What's Wrong with this Picture?

The great potential and strength of digital media is in its incredible ease of and speed of creation and distribution. The great weakness of digital media is in its incredible ease of and speed of creation and distribution. Consider this item from the the front page of this morning's philly.com.So, what's wrong with that? Writer Stephan Salisbury does a good job of explaining a fairly complex issue without getting too bogged down in the politics. That's not the problem. It's that damn picture. Ignoring the obvious question of why they would choose an AP file photo, when they have a staff of world-class photographers and extensive archives, there's something wrong with that photo. Something is missing....a couple somethings, really.

That image is at lest 3 years old, and probably more. Philadelphia's skyline has undergone a significant transformation since then.

It's understandable that someone might not notice the absence of the Residences at the Ritz-Carlton. The welcome replacement to the hulking scar of One Meridian Plaza is easy to overlook, being tucked in alongside City Hall's tower and Billy Penn. Harder to miss is the absence of the Comcast Center. At 975 feet, the building dominates the Center City skyline.
Quite a difference, don't you think? Is it a huge mistake? No, but it is the sort of thing probably never would have made it into either the Inquirer or Daily News. Before anything goes into a newspaper it gets passed before several sets of eyeballs. It's all about accuracy, clarity and quality. It's about preventing stupid mistakes like this from happening.

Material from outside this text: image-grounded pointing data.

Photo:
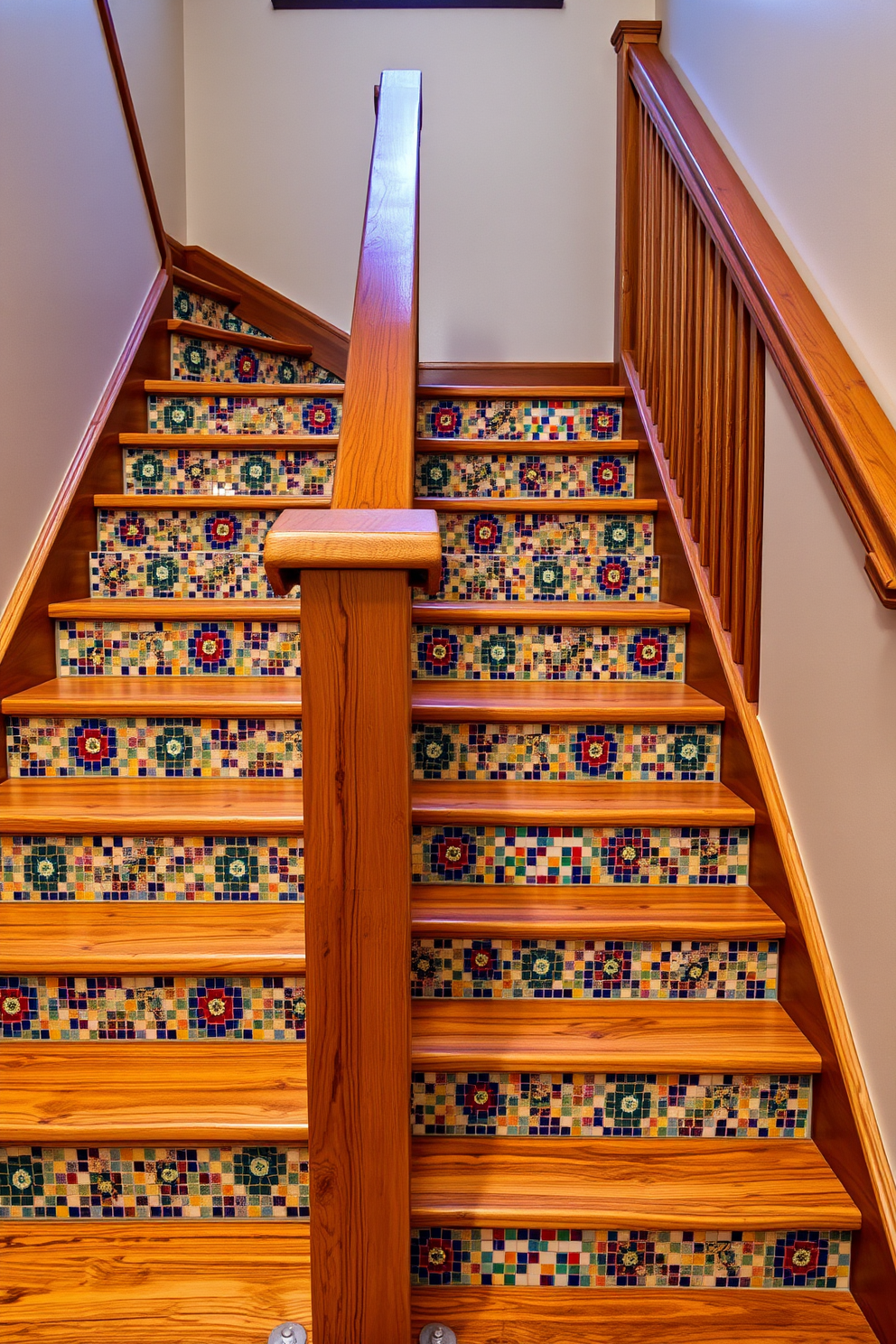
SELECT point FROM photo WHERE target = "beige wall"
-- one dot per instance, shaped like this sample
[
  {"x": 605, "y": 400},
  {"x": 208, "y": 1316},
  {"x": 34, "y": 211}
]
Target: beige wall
[
  {"x": 518, "y": 181},
  {"x": 151, "y": 35},
  {"x": 79, "y": 253}
]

In most digital media outlets there is very little, and often nothing, standing between the content creator and the "Publish" button. More troubling, it seems mistakes are not taken as seriously in digital media. Even after the problem with the skyline photo was pointed out, the picture remained unchanged until the story was bumped off the front page well over an hour later.

Online, mistakes are ephemeral--update the story, and the mistake is gone. Unless someone does a screen grab of your page, or it get's cached, the gaffe is soon forgotten. That is a luxury print reporters just don't enjoy. Screw the pooch in print, and the evidence is on doorsteps and mailboxes, and someone somewhere is likely to stash away, perhaps to show up on eBay in the future. Even television isn't immune these days with the possibility of errant reporting living on in perpetuity on YouTube.

Of course, just because mistakes in digital journalism don't hang around to haunt you does not mean they are somehow less important. That's missing the point. The point of journalism is getting it right for the sole sake of getting right--even the little things. Being honest and, to the best of your ability, presenting a factual picture of the world.

In the transition to digital media there has been a tendency to throw the baby out with the bath water. To do away with whole levels of editors because the technology has made them redundant, though it can't replace their oversight. Style, usage, judgment and an eye for detail are now secondary to HTML and Photoshop skills. Getting it out there is more important than getting it right. I've come to expect that mentality from aggrerators like Drudge and Huffington Post where there is little sense of ownership to the content, so long as it supports their agenda. It's more troubling to see it cropping up around publications I trust and respect.

Yes, print media is going to have to make the transition to digital to survive, but if it leaves its core values behind when it does, what's the point?